22.2.1. Input from Character Streams

Common Lisp the Language, 2nd Edition

Next: Input from Binary Up: Input Functions Previous: Input Functions

22.2.1. Input from Character Streams

Many character input functions take optional arguments called input-stream, eof-error-p, and eof-value. The input-stream argument is the stream from which to obtain input; if unsupplied or nil it defaults to the value of the special variable *standard-input*. One may also specify t as a stream, meaning the value of the special variable *terminal-io*.

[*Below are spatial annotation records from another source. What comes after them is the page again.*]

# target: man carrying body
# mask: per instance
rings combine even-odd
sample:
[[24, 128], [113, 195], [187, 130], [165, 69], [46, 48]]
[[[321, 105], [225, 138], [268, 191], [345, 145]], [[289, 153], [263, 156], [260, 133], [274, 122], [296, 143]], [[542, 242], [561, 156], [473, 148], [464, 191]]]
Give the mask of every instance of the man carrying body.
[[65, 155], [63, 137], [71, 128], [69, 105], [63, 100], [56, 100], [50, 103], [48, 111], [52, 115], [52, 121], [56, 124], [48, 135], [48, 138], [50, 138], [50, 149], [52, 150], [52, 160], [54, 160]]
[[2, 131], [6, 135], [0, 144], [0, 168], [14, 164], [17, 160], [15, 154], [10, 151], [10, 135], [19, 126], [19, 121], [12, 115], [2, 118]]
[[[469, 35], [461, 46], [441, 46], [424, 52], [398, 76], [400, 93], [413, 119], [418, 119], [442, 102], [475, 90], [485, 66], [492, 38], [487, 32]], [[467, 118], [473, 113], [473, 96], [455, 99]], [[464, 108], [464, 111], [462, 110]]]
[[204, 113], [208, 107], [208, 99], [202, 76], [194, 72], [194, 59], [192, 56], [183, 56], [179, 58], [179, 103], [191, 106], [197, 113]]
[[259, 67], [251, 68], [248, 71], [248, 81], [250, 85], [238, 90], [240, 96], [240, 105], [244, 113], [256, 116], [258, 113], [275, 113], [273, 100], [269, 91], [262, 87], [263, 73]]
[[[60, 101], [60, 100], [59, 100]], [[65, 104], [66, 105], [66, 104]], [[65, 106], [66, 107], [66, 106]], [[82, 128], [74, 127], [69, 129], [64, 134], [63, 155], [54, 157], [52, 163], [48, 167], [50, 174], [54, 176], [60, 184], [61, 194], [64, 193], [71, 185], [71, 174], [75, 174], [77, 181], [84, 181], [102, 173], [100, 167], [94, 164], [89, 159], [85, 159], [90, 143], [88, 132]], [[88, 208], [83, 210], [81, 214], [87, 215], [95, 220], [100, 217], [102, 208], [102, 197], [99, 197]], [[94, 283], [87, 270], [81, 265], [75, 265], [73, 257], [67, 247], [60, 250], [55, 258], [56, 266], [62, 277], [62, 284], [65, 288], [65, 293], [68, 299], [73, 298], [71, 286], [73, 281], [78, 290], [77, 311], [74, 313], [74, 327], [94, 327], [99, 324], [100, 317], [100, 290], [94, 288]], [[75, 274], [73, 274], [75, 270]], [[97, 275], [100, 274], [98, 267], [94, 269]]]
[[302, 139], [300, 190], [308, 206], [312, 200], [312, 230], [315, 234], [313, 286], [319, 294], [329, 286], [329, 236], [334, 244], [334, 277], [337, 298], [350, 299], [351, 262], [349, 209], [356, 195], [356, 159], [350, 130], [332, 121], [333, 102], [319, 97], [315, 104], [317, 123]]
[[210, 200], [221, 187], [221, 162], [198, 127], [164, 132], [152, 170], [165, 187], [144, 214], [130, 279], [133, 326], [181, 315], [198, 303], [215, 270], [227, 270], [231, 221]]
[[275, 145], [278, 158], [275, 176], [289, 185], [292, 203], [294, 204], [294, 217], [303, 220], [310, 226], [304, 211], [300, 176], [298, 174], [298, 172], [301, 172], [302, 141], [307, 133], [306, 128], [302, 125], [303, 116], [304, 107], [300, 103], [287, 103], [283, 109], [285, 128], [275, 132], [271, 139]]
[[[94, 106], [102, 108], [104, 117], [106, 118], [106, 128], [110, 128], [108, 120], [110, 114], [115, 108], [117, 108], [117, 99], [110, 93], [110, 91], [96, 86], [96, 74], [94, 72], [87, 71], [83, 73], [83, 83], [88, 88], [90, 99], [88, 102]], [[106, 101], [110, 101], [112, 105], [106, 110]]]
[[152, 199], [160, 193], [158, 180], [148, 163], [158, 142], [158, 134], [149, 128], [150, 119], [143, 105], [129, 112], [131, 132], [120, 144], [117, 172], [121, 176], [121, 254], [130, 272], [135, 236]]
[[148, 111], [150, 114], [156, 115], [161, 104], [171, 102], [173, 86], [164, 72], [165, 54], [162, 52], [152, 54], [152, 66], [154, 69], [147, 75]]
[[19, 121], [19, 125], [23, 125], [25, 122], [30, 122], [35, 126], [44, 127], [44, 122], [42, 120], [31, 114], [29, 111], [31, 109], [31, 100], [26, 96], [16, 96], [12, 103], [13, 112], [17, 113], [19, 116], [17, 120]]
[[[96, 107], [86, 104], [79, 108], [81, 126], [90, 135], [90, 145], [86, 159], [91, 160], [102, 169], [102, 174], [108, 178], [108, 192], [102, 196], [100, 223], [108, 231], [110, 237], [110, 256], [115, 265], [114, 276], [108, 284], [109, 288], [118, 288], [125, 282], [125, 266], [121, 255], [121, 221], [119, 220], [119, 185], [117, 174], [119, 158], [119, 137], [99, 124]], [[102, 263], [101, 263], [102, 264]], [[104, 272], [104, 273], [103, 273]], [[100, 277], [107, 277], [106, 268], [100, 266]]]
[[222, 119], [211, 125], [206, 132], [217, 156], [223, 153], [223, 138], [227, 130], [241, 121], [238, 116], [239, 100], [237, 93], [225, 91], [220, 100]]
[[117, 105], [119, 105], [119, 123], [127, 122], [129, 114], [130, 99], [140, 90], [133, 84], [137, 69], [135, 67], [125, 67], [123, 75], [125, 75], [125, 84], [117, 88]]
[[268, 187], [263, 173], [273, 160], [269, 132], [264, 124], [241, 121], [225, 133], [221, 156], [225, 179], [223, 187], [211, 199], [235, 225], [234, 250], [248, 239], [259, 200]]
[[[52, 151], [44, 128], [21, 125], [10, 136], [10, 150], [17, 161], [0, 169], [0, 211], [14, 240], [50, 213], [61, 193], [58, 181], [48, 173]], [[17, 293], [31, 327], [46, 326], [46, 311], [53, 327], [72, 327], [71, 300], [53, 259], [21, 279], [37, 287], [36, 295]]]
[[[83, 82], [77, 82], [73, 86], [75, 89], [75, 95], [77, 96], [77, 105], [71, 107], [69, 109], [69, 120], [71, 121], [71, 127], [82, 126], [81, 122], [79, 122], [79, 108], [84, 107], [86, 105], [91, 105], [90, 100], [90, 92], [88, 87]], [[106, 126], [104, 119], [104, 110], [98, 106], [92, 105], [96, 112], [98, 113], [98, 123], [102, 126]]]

The eof-error-p argument controls what happens if input is from a file (or any other input source that has a definite end) and the end of the file is reached. If eof-error-p is true (the default), an error will be signaled at end of file. If it is false, then no error is signaled, and instead the function returns eof-value.

change_begin
X3J13 voted in January 1989 (ARGUMENTS-UNDERSPECIFIED) to clarify that an eof-value argument may be any Lisp datum whatsoever.
change_end

Functions such as read that read the representation of an object rather than a single character will always signal an error, regardless of eof-error-p, if the file ends in the middle of an object representation. For example, if a file does not contain enough right parentheses to balance the left parentheses in it, read will complain. If a file ends in a symbol or a number immediately followed by end-of-file, read will read the symbol or number successfully and when called again will see the end-of-file and only then act according to eof-error-p. Similarly, the function read-line will successfully read the last line of a file even if that line is terminated by end-of-file rather than the newline character. If a file contains ignorable text at the end, such as blank lines and comments, read will not consider it to end in the middle of an object. Thus an eof-error-p argument controls what happens when the file ends between objects.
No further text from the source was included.